La Doña era casada y propietaria de un conocido restaurante, quizás el mejor de la ciudad, donde acostumbraba cenar mi padre cuando visitaba Tulcán y parece que se encariñó conmigo a primera vista. Su esposo había tenido múltiples negocios pero ya estaba retirado; cuando mi padre lo visitaba, conversaban de variados  temas, el precio de las telas, la calidad de los géneros y en fin, como si reviviera épocas pasadas, el buen viejo terminaba paladeando cada palabra con singular fruición. Era gordo, adusto y nunca abandonaba su sombrero de campesino, alón y doblado hacia adelante; en confianza gustaba contar chistes de doble sentido y cuando reía enseñaba una hermosa y blanca dentadura que era su orgullo. De joven había sido muy apuesto y mujeriego pero al casarse se tomó tranquilo y hogareño. Su mujer lo quería y cuidaba y sus cuatro hijas prácticamente lo adoraban como al mejor padre del mundo. ¡En su casa todo era felicidad! 
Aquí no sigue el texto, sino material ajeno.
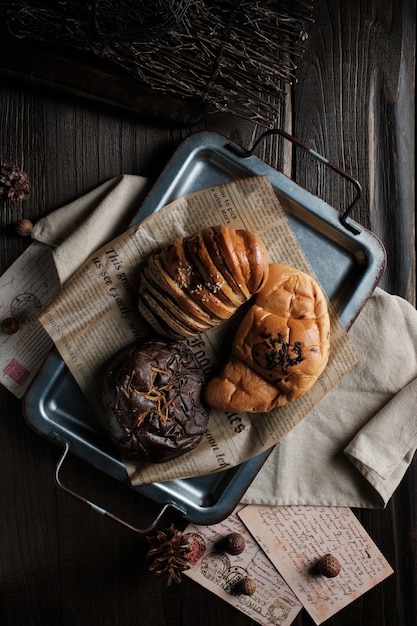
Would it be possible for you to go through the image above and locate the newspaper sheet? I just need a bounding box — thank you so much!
[40,176,357,485]
[0,241,61,398]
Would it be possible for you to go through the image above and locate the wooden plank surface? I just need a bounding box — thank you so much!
[0,0,417,626]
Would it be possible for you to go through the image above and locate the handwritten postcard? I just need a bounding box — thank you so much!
[184,505,302,626]
[238,505,393,624]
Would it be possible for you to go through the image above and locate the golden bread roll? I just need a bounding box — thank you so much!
[138,225,269,339]
[203,263,330,413]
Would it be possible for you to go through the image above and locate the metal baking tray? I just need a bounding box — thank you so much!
[23,130,385,533]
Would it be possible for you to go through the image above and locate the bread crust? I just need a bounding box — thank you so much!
[203,263,330,413]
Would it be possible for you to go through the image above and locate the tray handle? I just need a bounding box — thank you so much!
[227,128,362,235]
[54,433,179,535]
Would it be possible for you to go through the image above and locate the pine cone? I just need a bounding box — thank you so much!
[0,161,32,204]
[146,524,190,585]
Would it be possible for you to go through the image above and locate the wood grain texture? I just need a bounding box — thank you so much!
[0,0,417,626]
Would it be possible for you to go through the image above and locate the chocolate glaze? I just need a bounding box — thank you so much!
[102,340,208,463]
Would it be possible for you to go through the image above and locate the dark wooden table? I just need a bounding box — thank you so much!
[0,0,417,626]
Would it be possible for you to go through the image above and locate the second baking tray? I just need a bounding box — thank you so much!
[23,131,385,533]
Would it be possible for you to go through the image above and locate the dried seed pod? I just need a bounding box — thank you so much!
[236,577,256,596]
[1,317,20,335]
[316,554,342,578]
[222,532,246,554]
[146,523,190,586]
[16,219,33,237]
[0,161,32,204]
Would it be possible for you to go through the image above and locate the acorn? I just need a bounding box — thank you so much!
[222,532,246,554]
[316,554,342,578]
[16,219,33,237]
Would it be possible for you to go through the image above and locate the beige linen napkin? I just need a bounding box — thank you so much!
[32,175,417,508]
[244,288,417,508]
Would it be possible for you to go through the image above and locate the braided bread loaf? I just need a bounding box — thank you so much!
[203,263,330,413]
[138,225,268,339]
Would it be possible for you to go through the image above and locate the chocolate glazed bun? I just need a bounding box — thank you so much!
[102,340,208,463]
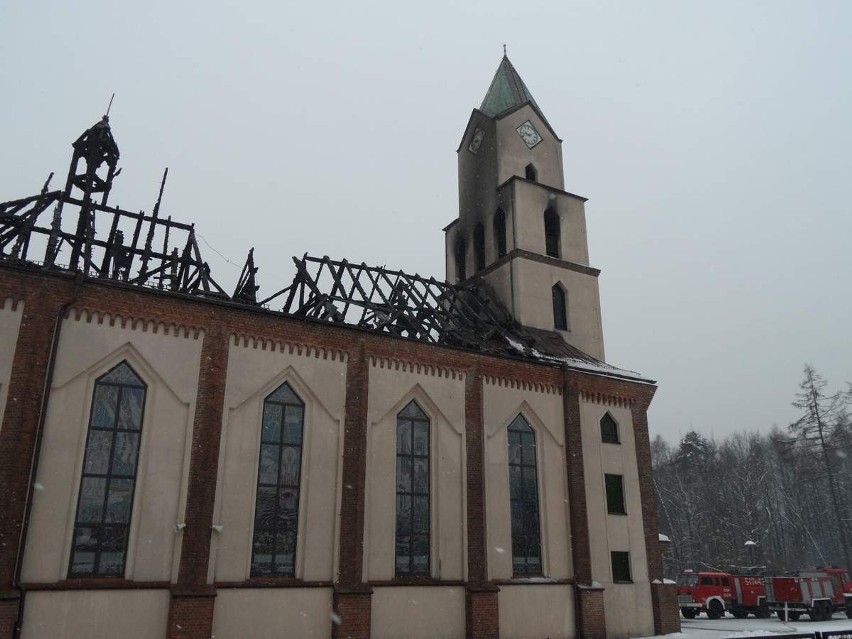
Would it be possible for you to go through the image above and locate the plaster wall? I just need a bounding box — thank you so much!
[364,361,467,592]
[21,590,169,639]
[580,400,654,639]
[22,314,203,582]
[370,586,466,639]
[482,382,573,584]
[209,341,346,582]
[213,588,333,639]
[498,584,576,639]
[512,258,604,360]
[0,298,24,438]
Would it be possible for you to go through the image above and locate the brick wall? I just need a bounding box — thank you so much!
[0,266,662,639]
[651,583,680,635]
[331,589,372,639]
[577,587,606,639]
[168,592,216,639]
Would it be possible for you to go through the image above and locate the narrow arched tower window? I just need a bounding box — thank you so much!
[494,209,506,258]
[68,362,146,577]
[396,401,431,576]
[456,237,467,282]
[544,209,560,257]
[509,415,541,577]
[251,383,305,577]
[551,284,568,331]
[473,224,485,271]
Esa noche estuvimos puntuales, a mí me regalaron un atado de panela para el regreso y me atendieron con un sorbete de naranjilla que me pareció delicioso, sin faltar por supuesto los panes de dulce y alguno que otro caramelo que sacaron de un frasco. Mi padre se sentó en la sala a conversar con don Facundo y al poco rato reían de sus aventuras pasadas cuando a lomo de mula transitaban por los caminos del Carchi vendiendo baratijas al por menor. A eso de las diez de la noche mi padre anunció que se retiraba y al salir al corredor para tomar el portón de calle se fijó en un retrato casi disimulado en la pared, con la efigie de un gato muy hermoso y de color negro, que miraba fijamente al espectador. ¿Es este el famoso gato? preguntó medio en broma y le contestaron que si. I pasaron los años. Yo siempre me preguntaba qué de famoso podría tener un gato, como para que cuelguen su retrato en una pared y aunque en varias ocasiones estuve a punto de hacerlo, nunca me había atrevido, hasta que una noche que estábamos solos mi padre y yo en casa, le dije: 

– Cuéntame papá, ¿Qué hecho memorable realizó el gato de doña Magdalena en Tulcán, como para que lo tuvieran retratado? 
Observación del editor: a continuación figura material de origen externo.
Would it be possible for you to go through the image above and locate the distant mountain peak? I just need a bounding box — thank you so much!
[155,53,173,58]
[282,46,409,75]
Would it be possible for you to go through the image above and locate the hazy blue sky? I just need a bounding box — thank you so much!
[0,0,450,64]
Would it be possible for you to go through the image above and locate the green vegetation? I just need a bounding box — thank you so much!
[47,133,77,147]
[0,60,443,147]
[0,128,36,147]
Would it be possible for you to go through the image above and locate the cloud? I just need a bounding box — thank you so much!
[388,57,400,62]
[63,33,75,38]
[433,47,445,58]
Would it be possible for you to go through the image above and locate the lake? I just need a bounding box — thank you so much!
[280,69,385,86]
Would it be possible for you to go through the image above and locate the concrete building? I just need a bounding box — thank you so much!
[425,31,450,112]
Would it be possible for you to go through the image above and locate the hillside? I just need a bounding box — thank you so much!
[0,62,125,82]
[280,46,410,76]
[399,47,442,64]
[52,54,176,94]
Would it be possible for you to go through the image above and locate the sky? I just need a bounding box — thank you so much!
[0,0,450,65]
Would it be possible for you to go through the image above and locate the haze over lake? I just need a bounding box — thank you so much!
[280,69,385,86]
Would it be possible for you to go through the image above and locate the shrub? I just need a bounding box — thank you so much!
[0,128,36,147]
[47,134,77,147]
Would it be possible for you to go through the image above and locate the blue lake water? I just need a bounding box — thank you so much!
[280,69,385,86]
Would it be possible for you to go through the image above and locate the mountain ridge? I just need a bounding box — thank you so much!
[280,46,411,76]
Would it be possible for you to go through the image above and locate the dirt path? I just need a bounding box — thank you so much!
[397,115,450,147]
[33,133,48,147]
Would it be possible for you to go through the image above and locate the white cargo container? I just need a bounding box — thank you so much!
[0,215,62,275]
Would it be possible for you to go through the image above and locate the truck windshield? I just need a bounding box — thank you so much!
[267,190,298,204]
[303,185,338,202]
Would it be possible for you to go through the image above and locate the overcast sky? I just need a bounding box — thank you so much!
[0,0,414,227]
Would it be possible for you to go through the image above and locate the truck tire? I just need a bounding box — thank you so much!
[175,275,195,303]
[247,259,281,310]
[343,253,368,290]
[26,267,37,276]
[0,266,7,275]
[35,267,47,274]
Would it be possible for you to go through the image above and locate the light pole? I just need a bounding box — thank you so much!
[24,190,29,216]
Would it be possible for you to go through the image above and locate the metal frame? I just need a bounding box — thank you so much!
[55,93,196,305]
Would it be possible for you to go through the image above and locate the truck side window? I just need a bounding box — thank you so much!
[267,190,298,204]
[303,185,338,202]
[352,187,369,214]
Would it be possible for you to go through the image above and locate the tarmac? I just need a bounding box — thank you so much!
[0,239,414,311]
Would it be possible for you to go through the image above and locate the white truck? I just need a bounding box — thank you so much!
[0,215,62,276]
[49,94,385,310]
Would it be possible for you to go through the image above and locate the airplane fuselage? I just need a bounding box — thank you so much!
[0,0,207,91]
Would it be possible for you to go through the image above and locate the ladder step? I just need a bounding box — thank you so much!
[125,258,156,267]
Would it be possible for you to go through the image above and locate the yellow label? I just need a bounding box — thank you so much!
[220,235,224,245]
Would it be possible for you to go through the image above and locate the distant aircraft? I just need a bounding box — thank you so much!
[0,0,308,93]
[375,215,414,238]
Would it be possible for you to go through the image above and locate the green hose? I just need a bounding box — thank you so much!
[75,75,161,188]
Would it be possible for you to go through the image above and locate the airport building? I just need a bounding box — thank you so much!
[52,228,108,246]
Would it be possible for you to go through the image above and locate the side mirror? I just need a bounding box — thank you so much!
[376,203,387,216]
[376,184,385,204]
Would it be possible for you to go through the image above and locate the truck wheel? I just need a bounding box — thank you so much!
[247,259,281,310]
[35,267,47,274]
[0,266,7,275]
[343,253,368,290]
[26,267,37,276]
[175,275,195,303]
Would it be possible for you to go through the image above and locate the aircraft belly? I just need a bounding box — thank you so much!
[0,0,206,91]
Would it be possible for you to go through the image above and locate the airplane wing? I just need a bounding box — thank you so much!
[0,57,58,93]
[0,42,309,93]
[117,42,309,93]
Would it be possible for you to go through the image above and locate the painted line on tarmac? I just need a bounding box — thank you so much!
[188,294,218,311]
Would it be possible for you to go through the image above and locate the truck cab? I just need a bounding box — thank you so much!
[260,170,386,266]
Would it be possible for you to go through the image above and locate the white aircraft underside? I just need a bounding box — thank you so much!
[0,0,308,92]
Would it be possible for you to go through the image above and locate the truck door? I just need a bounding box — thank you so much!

– Haz de saber, que ese gato fue muy especial, yo lo llegué a conocer cuando anciano y casi ciego aún vivía con sus amos. Después supe que Godofredo – que así llamaba, había fallecido de más de quince años, edad que para los gatos es provecta, que lo habían enterrado en el jardín posterior de la casa; pero, una semana después, de noche y mientras todos dormían, fueron despertados por los suaves y tenues maullidos que se escuchaban desde la sala, salieron y no vieron ni sintieron nada; una vez dentro, nuevamente oyeron los débiles maullidos y así a lo largo de la madrugada y lo mismo al día siguiente hasta que se acostumbraron al misterioso maullar, tomándolo como cosa natural y propia de quien había sido tan buen cazador. Era como si el espíritu del gato Godofredo estuviera rondando por la casa, sin asustar a nadie, cuidando, cazando, porque a veces se veía que amanecían algunos ratoncitos muertos, con el cuello desgarrado a dentelladas. 
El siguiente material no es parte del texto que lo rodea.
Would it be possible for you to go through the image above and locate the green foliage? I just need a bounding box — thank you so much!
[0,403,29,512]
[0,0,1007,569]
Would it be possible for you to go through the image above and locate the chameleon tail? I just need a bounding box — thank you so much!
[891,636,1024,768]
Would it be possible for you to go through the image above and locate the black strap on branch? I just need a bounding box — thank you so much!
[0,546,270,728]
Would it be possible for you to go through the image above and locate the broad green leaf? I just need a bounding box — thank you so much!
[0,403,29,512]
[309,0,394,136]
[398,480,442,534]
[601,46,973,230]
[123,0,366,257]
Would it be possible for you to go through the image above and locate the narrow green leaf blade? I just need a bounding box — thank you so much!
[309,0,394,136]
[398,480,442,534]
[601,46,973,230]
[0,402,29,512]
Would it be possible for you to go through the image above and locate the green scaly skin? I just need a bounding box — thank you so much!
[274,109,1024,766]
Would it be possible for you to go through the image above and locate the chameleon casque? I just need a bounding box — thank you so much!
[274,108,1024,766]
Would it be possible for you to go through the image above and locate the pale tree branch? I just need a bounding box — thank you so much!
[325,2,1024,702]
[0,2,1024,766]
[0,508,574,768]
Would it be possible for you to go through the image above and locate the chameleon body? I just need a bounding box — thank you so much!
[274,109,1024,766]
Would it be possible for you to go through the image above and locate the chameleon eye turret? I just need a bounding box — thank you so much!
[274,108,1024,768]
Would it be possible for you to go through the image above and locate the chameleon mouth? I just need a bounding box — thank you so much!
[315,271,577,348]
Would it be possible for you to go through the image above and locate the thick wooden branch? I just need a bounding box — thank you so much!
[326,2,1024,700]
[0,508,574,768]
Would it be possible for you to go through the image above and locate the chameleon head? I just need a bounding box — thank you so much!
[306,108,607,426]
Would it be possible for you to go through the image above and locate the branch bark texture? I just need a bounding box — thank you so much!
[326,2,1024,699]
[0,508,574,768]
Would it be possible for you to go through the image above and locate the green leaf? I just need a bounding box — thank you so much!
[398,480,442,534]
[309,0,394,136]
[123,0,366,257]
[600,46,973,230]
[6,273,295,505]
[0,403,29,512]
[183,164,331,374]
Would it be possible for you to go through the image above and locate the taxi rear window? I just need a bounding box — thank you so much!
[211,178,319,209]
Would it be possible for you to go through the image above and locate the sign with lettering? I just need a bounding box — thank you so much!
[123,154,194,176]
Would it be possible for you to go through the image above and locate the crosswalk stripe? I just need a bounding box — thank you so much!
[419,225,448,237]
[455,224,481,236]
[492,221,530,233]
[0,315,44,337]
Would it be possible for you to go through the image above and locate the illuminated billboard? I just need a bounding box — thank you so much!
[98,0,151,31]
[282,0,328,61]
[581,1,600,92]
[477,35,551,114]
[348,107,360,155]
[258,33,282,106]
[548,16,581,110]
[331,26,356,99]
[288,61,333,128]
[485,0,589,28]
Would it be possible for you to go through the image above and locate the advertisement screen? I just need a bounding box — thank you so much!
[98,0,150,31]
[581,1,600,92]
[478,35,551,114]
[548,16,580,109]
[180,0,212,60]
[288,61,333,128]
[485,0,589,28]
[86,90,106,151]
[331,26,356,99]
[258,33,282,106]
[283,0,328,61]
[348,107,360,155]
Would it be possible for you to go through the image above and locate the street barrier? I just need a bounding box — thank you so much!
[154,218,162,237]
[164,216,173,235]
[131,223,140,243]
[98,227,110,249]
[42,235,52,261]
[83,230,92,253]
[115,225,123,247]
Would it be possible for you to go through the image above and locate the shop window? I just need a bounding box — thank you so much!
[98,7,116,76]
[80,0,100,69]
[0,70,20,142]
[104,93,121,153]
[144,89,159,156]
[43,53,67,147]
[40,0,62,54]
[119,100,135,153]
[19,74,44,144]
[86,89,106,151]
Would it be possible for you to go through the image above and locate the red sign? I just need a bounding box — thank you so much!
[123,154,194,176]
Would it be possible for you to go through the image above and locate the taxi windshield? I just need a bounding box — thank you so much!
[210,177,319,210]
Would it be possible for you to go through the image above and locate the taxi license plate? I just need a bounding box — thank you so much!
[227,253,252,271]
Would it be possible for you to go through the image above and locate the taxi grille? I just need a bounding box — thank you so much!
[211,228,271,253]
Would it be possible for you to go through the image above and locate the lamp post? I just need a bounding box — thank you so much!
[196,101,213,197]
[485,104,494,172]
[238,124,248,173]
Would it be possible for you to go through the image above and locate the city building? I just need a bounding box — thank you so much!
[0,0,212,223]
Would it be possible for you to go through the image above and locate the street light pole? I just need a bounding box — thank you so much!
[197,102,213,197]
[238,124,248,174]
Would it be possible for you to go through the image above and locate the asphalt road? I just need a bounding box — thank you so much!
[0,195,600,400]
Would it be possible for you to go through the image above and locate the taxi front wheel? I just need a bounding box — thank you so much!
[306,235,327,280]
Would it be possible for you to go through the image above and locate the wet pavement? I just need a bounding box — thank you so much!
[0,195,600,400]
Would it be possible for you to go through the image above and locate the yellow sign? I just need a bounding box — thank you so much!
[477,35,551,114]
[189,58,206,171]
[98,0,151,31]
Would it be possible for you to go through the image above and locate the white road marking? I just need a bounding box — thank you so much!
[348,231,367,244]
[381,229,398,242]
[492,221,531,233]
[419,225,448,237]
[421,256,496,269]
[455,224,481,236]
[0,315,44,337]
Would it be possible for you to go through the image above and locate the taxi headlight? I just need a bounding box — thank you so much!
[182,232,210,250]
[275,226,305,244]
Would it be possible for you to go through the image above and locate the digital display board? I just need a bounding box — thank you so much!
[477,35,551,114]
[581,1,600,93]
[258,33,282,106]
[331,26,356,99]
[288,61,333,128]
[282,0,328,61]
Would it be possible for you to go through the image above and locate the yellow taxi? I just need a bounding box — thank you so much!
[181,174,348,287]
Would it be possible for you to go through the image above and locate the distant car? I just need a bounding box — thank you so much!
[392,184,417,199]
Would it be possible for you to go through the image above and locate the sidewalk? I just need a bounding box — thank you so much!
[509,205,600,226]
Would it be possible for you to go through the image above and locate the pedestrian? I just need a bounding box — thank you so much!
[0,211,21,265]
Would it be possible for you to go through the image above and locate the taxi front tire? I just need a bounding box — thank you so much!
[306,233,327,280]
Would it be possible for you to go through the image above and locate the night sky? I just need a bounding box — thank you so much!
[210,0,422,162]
Una noche, como a los ocho meses de estos maullidos, parece que entraron dos ladrones, porque de pronto se escuchó un feroz maullido y los gritos terribles de dos hombres que luchaban y caían al suelo en singular combate. Prendidas las luces, fueron encontrados un filudo cuchillo y una navaja que los forajidos habían abandonado en su veloz huida y se vieron a lo lejos dos sombras que corrían como si hubieran visto al diablo.

Desde entonces no han vuelto a producirse los maullidos nocturnos, pero es fama en todo Tulcán que el fantasma de Godofredo, el gato de doña Magdalena, ahuyentó a los ladrones.